坂本龍一の音楽遺産を活かす新たな試み
2026年9月2日、京都芸術大学に新たなプロジェクト「Sakamoto Ryuichi Lab at KUA」が誕生しました。このプロジェクトは、故・坂本龍一氏が遺した貴重な音楽資産や機材を活用し、次世代のクリエイターたちが自由に学び、挑戦する場を提供することを目的としています。

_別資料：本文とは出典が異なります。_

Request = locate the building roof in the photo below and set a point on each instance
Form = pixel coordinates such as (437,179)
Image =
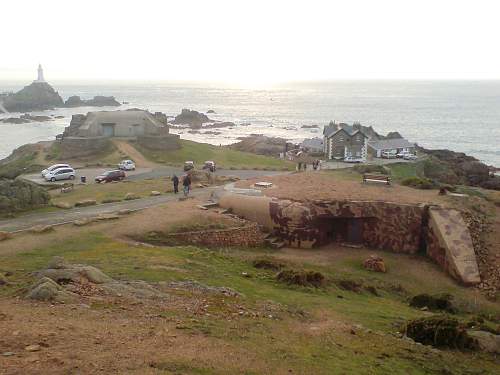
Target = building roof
(387,144)
(120,117)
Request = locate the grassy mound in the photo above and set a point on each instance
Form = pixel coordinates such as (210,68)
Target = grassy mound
(442,302)
(439,331)
(301,277)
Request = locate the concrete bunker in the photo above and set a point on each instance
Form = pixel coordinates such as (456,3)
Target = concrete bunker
(439,233)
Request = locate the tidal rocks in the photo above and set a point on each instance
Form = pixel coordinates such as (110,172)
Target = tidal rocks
(375,263)
(18,195)
(97,101)
(192,118)
(35,97)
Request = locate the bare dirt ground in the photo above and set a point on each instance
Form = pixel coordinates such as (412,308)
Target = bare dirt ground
(317,185)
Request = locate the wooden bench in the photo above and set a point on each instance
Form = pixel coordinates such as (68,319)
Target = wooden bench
(67,187)
(376,178)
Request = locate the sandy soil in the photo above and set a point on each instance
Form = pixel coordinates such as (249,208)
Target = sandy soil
(314,185)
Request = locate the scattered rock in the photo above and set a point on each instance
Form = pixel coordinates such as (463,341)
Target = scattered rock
(63,205)
(440,302)
(103,217)
(33,348)
(131,196)
(47,289)
(125,211)
(86,203)
(375,263)
(41,229)
(268,264)
(5,236)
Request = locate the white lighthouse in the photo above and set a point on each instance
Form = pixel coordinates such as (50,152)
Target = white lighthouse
(40,74)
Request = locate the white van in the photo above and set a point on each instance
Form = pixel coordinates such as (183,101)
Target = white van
(54,167)
(61,174)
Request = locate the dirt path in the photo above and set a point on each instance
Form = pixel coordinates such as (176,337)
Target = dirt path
(136,156)
(78,213)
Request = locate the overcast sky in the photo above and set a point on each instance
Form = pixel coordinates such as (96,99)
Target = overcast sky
(251,40)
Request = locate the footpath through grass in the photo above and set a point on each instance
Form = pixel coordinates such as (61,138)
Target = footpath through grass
(307,331)
(223,156)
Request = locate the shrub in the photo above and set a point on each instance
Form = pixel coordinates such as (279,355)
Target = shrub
(441,302)
(301,277)
(439,331)
(418,183)
(268,264)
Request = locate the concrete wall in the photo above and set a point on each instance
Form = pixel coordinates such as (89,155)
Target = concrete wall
(247,236)
(75,147)
(400,228)
(165,142)
(450,245)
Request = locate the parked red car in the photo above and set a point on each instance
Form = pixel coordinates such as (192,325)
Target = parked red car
(109,176)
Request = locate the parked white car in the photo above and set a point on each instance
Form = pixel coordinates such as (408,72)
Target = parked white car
(126,165)
(410,157)
(54,167)
(353,159)
(61,174)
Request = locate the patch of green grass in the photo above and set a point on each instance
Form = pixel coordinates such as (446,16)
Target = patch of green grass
(223,156)
(285,341)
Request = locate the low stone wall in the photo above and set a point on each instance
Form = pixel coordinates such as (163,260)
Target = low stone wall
(166,142)
(246,236)
(76,147)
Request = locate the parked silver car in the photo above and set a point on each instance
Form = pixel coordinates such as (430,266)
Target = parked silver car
(61,174)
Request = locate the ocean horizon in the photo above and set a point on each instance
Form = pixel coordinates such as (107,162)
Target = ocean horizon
(462,116)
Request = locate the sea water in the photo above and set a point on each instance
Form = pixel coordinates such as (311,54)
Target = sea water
(457,115)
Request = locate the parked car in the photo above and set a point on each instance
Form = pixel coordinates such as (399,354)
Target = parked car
(54,167)
(388,155)
(60,174)
(108,176)
(353,159)
(188,165)
(210,165)
(126,165)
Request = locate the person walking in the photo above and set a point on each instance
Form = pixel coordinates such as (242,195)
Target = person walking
(186,183)
(175,181)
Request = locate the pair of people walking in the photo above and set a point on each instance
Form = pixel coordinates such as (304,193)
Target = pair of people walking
(186,184)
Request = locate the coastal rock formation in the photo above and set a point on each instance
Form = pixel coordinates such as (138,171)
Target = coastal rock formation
(261,145)
(37,96)
(97,101)
(192,118)
(20,195)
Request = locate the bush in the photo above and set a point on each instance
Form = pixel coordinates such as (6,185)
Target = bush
(439,331)
(267,264)
(441,302)
(301,277)
(418,183)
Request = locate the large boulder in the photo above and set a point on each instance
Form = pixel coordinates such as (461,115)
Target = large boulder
(17,195)
(46,289)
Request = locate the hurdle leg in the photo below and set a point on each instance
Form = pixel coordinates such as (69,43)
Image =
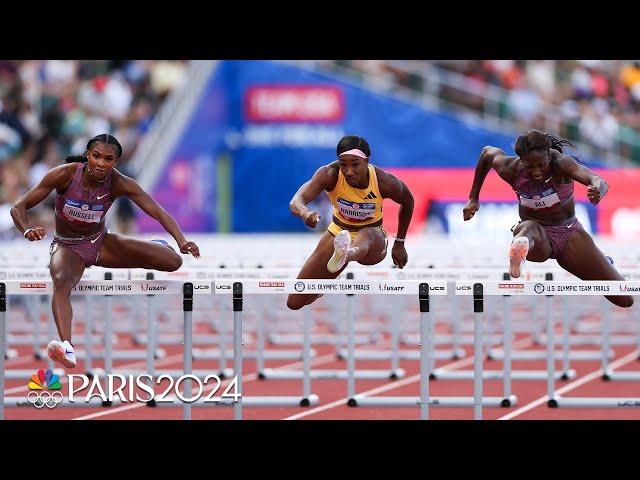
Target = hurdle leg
(565,338)
(237,347)
(550,354)
(151,337)
(187,351)
(478,309)
(351,360)
(108,333)
(425,347)
(50,329)
(35,310)
(306,359)
(88,335)
(508,339)
(455,326)
(222,337)
(606,336)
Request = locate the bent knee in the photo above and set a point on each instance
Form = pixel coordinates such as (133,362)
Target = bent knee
(62,282)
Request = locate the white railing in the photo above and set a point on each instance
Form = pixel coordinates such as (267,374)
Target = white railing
(156,146)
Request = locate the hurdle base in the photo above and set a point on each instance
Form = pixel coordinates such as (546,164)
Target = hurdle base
(581,355)
(10,354)
(270,373)
(255,401)
(444,402)
(594,402)
(537,375)
(214,354)
(402,354)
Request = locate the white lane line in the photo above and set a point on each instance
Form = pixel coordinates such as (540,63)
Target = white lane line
(466,361)
(571,386)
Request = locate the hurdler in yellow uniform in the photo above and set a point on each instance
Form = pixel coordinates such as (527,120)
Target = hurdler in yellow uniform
(356,190)
(355,208)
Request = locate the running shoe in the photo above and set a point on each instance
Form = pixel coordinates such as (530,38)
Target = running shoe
(517,255)
(62,352)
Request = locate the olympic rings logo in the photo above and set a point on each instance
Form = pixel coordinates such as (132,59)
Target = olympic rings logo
(44,399)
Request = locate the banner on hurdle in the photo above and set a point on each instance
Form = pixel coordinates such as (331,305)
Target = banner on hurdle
(324,286)
(109,287)
(578,288)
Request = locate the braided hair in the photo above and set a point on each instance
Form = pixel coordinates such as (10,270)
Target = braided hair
(104,138)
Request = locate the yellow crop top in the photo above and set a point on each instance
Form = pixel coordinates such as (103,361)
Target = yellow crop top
(355,206)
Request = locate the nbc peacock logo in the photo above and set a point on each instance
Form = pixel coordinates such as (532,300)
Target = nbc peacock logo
(45,389)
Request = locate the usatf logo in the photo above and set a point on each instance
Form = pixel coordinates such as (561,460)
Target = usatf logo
(153,288)
(40,385)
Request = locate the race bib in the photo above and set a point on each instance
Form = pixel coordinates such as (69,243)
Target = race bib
(545,199)
(354,211)
(80,212)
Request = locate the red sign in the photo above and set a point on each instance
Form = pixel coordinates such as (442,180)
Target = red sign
(294,103)
(270,284)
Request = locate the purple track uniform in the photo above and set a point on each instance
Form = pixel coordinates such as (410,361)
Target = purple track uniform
(79,206)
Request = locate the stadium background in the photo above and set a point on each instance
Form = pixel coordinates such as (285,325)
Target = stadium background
(223,145)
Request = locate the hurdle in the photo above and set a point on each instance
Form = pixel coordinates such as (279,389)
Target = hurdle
(394,371)
(506,355)
(571,288)
(101,288)
(305,286)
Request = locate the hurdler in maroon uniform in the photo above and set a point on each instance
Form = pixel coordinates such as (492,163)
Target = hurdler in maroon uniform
(542,177)
(86,187)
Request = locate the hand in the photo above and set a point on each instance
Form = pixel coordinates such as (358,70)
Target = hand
(470,209)
(35,233)
(399,254)
(593,194)
(190,247)
(311,218)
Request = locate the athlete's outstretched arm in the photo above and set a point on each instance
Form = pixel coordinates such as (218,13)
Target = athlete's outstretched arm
(487,161)
(395,189)
(129,187)
(598,187)
(325,178)
(54,178)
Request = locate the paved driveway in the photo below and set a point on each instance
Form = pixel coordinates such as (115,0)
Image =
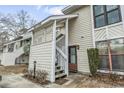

このプロジェクトの詳細は、現在進行中のMR展示『Ryuichi Sakamoto & Tin Drum | KAGAMI+』にて発表され、2027年には開学50周年を迎える京都芸術大学がそのシンボルプロジェクトとして位置づけています。
坂本龍一氏と京都芸術大学の関わり
坂本氏は2000年代以降、多くの訪問を重ね、本学との関係を深めてきました。教員との共同作業を通じて新たな表現を模索し、彼の思想や作品を次世代へとつなげるべくこのプロジェクトがスタートしました。坂本氏の没後、彼が遺した音楽資産をどう活かすかという対話を持ち、具体的な構想へと発展した結果、今回の設立が実現しました。
新たな創造の場
「Sakamoto Ryuichi Lab at KUA」では、創作者たちが自由な発想で学び、さまざまなジャンルを超えた表現に挑むことが期待されています。このラボを通じて、2027年を見据え、「世界中の創造力を解放する。」というミッションを掲げた活動を行い、瓜生の地から未来へのメッセージを発信していく予定です。
スタジオの設計およびリードアーティスト
新しいスタジオの設計を担当するのは、京都市京セラ美術館の改修で知られる建築設計事務所「AS」の青木淳氏と品川雅俊氏です。彼らは坂本氏の繊細な美意識を大切にしつつ、土地の静けさを生かした空間作りを目指しています。また、リードアーティストには音楽家の原摩利彦氏が就任。坂本氏と交流があり、共作も行った原氏が、坂本氏の理念と対話し、独自の音楽と表現を生み出すことを楽しみにしています。
プロジェクトの意義
坂本龍一エステートもこのプロジェクトの設立を強く支持しており、坂本氏が残した作品や知識を未来へ紡いでいくことが大切だと考えています。音楽だけではなく、美術や科学、テクノロジーに対する好奇心をもっていた坂本氏の精神がこのラボで活かされ、さらに次世代のアーティストたちが新たな表現を模索することが期待されています。
京都芸術大学の背景
京都芸術大学(KUA)は、国内最大規模の総合芸術大学で、約24,000名が在籍しています。通学課程と通信教育課程を併せ持つ本学は、社会と芸術の関わりを重視し、多彩な「社会実装プロジェクト」を年間100件以上展開しています。2027年に開学50周年を迎えるこの大学は、新たなアートやデザインの力を通じて、さまざまな社会的課題の解決に取り組んでいます。
この新たな拠点は、坂本氏の遺したものを生かし、次世代のクリエイターたちにとってのインスピレーションの源となることでしょう。大学と共に歩む新しい創造の道筋が整えられていくのです。